The EMW debut involved more than 500 activities which attracted thousands of young people between the age of 7 and 18 in more than 20 countries. This year, the main goals of European Money Week are to further raise the awareness on the merits of financial education, to take it to the European level, and to explore the need to integrate it as a discipline in European curricula. To run from March 14 to 18 March, the second edition will give a voice to those who believe that future generations, and society at large, deserve a better financial education.

According to Wim Mijs, Chief Executive of the European Banking Federation: “This year, we would like to build on the creativity and innovation that each of the participating countries developed individually.” Mr Mijs, who comes from a large family of teachers, is passionate about financial education and, as a former banker himself, understands the value of budgeting and money management.

Financial education can certainly contribute to a healthy economy, but it should also be accorded the place it merits in society. Through European Money Week, the banking sector is taking responsibility for financial education and striving to develop real expertise amongst current and future customers. Mr Mijs believes that “after the crisis, banks need to regain the trust of society. European Money Week is a way to give back, to create an open dialogue and to build bridges with society and institutions.”

As a father of two children aged 11 and 13, Mr Mijs does not necessarily think that financial education should be a compulsory subject. “The schooling system should not be used to teach children everything they need to know about life. Instead, I suggest including some financial basics in other subjects like maths and economics so that they begin to understand the value of budgeting and money.”
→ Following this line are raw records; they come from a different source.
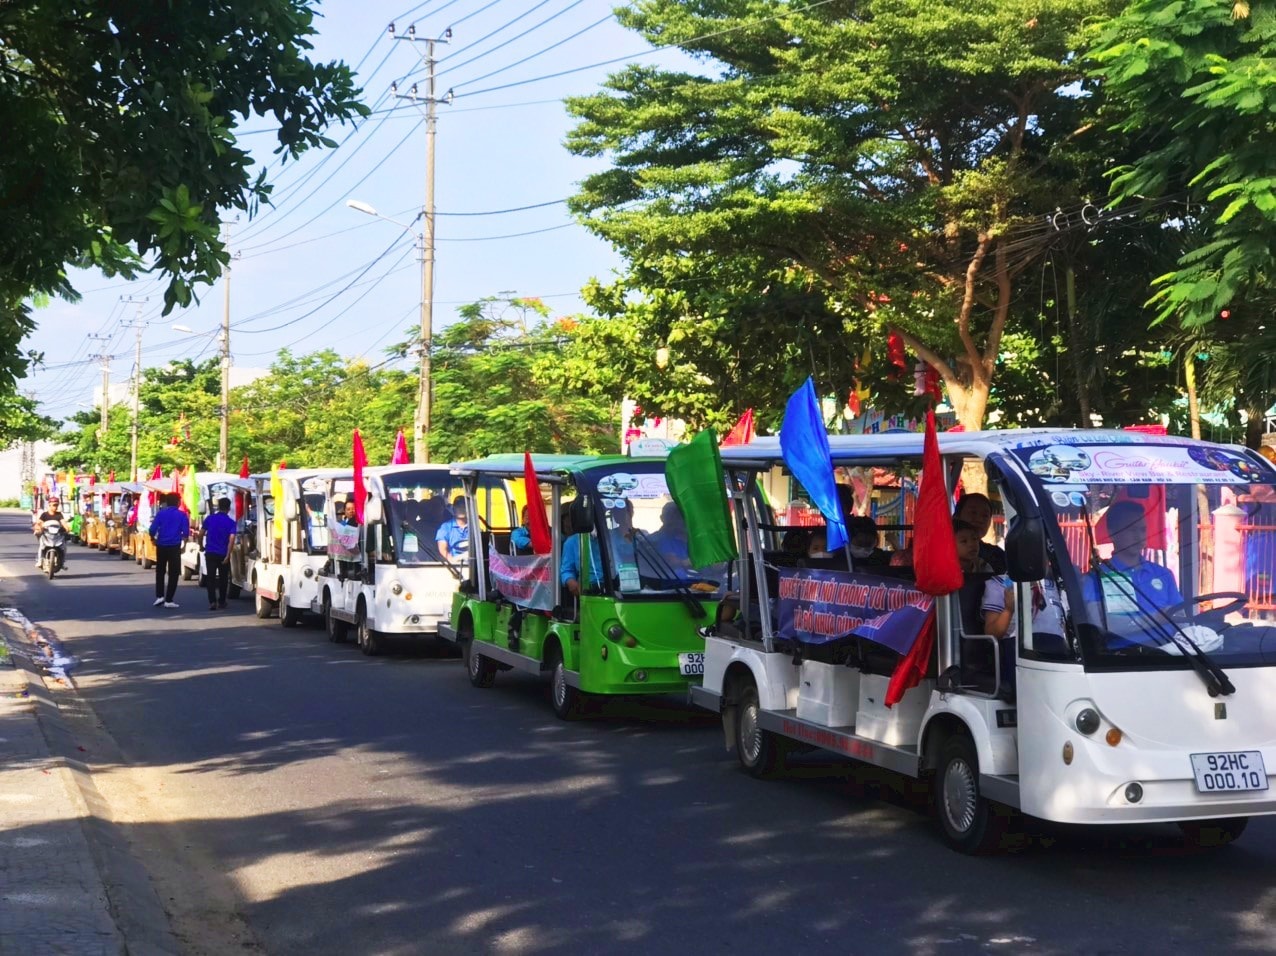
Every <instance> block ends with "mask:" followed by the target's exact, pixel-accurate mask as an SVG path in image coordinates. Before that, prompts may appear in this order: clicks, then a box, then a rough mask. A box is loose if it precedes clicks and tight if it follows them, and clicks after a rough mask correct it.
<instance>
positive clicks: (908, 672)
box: [882, 609, 935, 707]
mask: <svg viewBox="0 0 1276 956" xmlns="http://www.w3.org/2000/svg"><path fill="white" fill-rule="evenodd" d="M934 646H935V611H934V609H931V611H930V615H929V616H928V618H926V623H925V624H924V625H923V627H921V633H920V634H917V639H916V641H914V642H912V647H910V648H909V652H907V654H906V655H903V660H901V661H900V662H898V664H896V665H894V673H893V674H891V683H889V684H887V685H886V697H884V698H883V701H882V703H884V705H886V706H887V707H894V705H897V703H898V702H900V698H902V697H903V692H905V691H907V689H909V688H910V687H916V685H917V684H920V683H921V678H924V676H925V675H926V668H928V666H929V665H930V651H931V650H934Z"/></svg>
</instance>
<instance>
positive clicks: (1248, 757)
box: [1192, 751, 1267, 794]
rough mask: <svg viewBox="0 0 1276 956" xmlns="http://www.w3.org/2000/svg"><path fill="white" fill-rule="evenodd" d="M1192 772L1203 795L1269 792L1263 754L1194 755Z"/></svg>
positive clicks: (1197, 784) (1248, 753)
mask: <svg viewBox="0 0 1276 956" xmlns="http://www.w3.org/2000/svg"><path fill="white" fill-rule="evenodd" d="M1192 772H1193V773H1196V779H1197V791H1198V793H1202V794H1225V793H1238V791H1243V790H1266V789H1267V768H1266V767H1263V754H1262V753H1261V752H1259V751H1219V752H1216V753H1193V754H1192Z"/></svg>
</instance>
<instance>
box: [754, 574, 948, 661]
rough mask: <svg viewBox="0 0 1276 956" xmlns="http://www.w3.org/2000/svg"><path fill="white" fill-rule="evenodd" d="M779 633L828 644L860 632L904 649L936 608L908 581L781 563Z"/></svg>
mask: <svg viewBox="0 0 1276 956" xmlns="http://www.w3.org/2000/svg"><path fill="white" fill-rule="evenodd" d="M776 597H777V600H776V604H777V610H778V614H780V629H778V634H780V637H786V638H789V639H792V641H801V642H804V643H814V645H822V643H829V642H831V641H838V639H841V638H843V637H852V636H854V637H863V638H864V639H866V641H873V642H874V643H879V645H882V646H883V647H889V648H891V650H892V651H897V652H898V654H907V652H909V650H910V648H911V647H912V645H914V642H915V641H916V639H917V637H919V636H920V634H921V632H923V631H924V629H925V627H926V624H928V622H929V620H930V618H931V615H933V614H934V613H935V599H934V597H931V596H930V595H928V594H923V592H921V591H919V590H917V588H915V587H912V586H911V585H909V583H905V582H901V581H898V579H896V578H887V577H878V576H877V574H852V573H847V572H845V571H817V569H814V568H780V588H778V591H777V594H776Z"/></svg>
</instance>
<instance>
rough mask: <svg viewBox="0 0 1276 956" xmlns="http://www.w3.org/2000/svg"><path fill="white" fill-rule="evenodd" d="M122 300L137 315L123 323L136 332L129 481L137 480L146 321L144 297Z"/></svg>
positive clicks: (130, 436) (123, 299) (122, 297)
mask: <svg viewBox="0 0 1276 956" xmlns="http://www.w3.org/2000/svg"><path fill="white" fill-rule="evenodd" d="M120 301H122V302H134V304H137V306H138V315H137V318H135V319H133V322H126V323H124V327H125V328H131V329H134V332H135V333H137V351H135V355H134V359H133V422H131V424H130V426H129V481H137V480H138V416H139V414H140V411H142V329H144V328H145V327H147V323H144V322H143V320H142V306H143V305H144V304H145V301H147V300H145V299H134V297H131V296H121V299H120Z"/></svg>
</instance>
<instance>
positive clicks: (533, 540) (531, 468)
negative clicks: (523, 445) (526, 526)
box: [523, 452, 554, 554]
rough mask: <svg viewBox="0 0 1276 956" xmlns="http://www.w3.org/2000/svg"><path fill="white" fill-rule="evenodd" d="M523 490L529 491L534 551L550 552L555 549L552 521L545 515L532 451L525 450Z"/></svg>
mask: <svg viewBox="0 0 1276 956" xmlns="http://www.w3.org/2000/svg"><path fill="white" fill-rule="evenodd" d="M523 490H524V491H526V493H527V534H528V535H531V537H532V551H535V553H536V554H549V553H550V551H551V550H553V549H554V535H553V532H551V531H550V521H549V518H546V517H545V502H542V500H541V486H540V484H537V481H536V468H533V467H532V453H531V452H523Z"/></svg>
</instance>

If his hopes materialise, children and adults should be able to navigate their way smoothly through complex questions on money management, banking assets, the application of VAT and the mechanics of interest rates. “Despite the long haul, European Money Week can be the spark that lights the fuse to sensitise Europeans about a need that often goes unnoticed. Now it is in our hands to fuel the fire so that our voices are heard wide and loud,” Mr Mijs said.